Dalam Islam kita mengenal beberapa hari kebesaran, dalam satu minggu
kita akan bertemu dengan hari Jum`at, sebuah hari raya dalam tarf
mingguan. Untuk level tahunan kita pun mengenal Idul fitri dan Idul
adha, merupakan dua hari kebesaran level tahunan bagi komunitas muslim
se-dunia.
Dalam Islam kita
mengenal beberapa hari kebesaran, dalam satu minggu kita akan bertemu
dengan hari Jum`at, sebuah hari raya dalam tarf mingguan. Untuk level
tahunan kita pun mengenal Idul fitri dan Idul adha, merupakan dua hari
kebesaran level tahunan bagi komunitas muslim se-dunia. Mengenai Ied
yang pertama (Idul fitri) lumrahnya kita lebih perhatian dalam menyambut
kedatangannya dan merasakan lebih semarak dalam setiap kali
memperingatinya.
Idul fitri yang dirayakan pada setiap
tanggal 1 Syawal, eksistensinya terasa lebih sakral jika dibandingkan
dengan Idul adha yang terjadi pada tanggal 10 Dzulhijjah, sebab jatuhnya
Idul fitri tepat setelah satu bulan penuh kita melaksanakan ibadah
puasa. Sehingga dengan tibanya tanggal 1 Syawal kita seakan-akan
merasakan sebuah kemenangan dalam mengendalikan hawa nafsu.
Ibadah
lain yang turut mewarnai setiap datangnya hari raya Idul fitri adalah
zakat fitrah, kewajiban yang bersifat individual ini ikut menghiasi hari
raya sebagai bentuk riil dari asas kebahagiaan bersama dalam ideologi
Islam.

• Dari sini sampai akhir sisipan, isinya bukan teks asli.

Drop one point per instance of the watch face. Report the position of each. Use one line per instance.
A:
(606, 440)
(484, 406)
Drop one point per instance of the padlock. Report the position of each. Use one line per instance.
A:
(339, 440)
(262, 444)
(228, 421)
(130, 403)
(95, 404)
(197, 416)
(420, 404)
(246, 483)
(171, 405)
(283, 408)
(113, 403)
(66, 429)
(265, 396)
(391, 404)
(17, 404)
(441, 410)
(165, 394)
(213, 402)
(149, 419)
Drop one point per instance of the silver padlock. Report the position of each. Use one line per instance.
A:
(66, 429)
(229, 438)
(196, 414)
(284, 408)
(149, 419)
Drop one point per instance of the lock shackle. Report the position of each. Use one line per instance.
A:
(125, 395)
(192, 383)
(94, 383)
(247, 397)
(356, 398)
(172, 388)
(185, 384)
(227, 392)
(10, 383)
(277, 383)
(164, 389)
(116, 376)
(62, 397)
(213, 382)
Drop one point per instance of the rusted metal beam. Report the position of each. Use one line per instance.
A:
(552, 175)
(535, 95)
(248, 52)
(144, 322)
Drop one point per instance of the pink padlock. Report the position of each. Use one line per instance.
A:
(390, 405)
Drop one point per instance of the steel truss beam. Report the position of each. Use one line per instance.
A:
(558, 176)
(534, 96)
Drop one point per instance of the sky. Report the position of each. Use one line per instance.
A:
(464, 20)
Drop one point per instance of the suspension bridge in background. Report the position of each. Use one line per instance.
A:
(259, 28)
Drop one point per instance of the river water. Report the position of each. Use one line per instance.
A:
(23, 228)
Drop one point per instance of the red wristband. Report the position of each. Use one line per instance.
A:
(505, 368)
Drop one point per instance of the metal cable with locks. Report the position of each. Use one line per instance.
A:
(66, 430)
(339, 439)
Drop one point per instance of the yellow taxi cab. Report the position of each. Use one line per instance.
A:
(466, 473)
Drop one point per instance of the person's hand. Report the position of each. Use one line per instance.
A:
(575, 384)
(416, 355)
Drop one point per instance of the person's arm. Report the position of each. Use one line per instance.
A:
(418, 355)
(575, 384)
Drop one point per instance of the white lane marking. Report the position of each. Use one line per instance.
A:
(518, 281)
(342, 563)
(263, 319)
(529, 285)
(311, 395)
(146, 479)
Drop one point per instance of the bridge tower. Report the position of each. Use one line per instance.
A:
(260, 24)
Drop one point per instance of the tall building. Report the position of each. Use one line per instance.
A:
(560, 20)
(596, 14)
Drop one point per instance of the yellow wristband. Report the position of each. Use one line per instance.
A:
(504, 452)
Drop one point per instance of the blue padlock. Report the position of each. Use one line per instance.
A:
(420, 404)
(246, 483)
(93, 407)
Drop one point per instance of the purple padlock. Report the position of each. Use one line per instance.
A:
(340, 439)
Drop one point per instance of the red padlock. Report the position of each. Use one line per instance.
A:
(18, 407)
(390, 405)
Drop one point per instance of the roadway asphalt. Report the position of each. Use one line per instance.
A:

Zakat yang secara umum bisa kita artikan sebagai proses
pemerataan kepemilikan ini, pelaksanaannya tidak lain merupakan
perpindahan harta yang dimiliki oleh kalangan orang-orang kaya ke tangan
orang-orang yang tidak berdaya, tentunya dengan beberapa syarat dan
catatan yang dikupas secara detail dalam kajian fiqh. Diantara hikmah
disyari`atkannya zakat fitrah menjelang datangnya hari Idul fitri adalah
agar dapat berbagi kebahagiaan antara sesama muslim dari kalangan mampu
dan non mampu. Bagaimana tidak, sebab seorang muslim yang memiliki
kecukupan makanan pada hari itu diharuskan atasnya mengeluarkan zakat
fitrah baik berupa bahan makanan pokok maupun berupa uang.
Dari
sini penulis merasa perlu untuk me-reaktualisasi makna penyambutan
datangnya hari raya Idul fitri itu sendiri, yang terkadang tanpa
disadari maknanya telah dicupetkan oleh sebagian kalangan dan atau
bahkan disalah artikan. Saya yakin bahwa essensi Idul fitri itu sendiri
bukan hanya sekedar media penumpahan rasa bahagia bersama anak cucu,
kerabat, atau teman-teman dekat dengan melaksanakan shalat Ied berjamaah
di sebuah masjid atau lapangan, berjabat tangan (ramah tamah),
menyantap ketupat serta aneka macam makanan dan minuman lainnya. Akan
tetapi lebih dari itu, rasa kepekaan sosial semestinya harus lebih
dititik beratkan, atau dengan kata lain perhatian kita pada realisasi
zakat fitrah dan proses penyalurannya harus lebih ditonjolkan Sebab
pengurangan penderitaan komunitas miskin akan dapat menghapus
penyakit-penyakit antisosial di antara mereka dan meningkatkan motivasi
kerja, efisiensi, dan juga mereduksi waktu terbuang (kekosongan) akibat
dari konflik.
Di belahan bumi ini masih banyak kita
temukan saudara-saudara se-iman yang hidup di bawah garis kemiskinan.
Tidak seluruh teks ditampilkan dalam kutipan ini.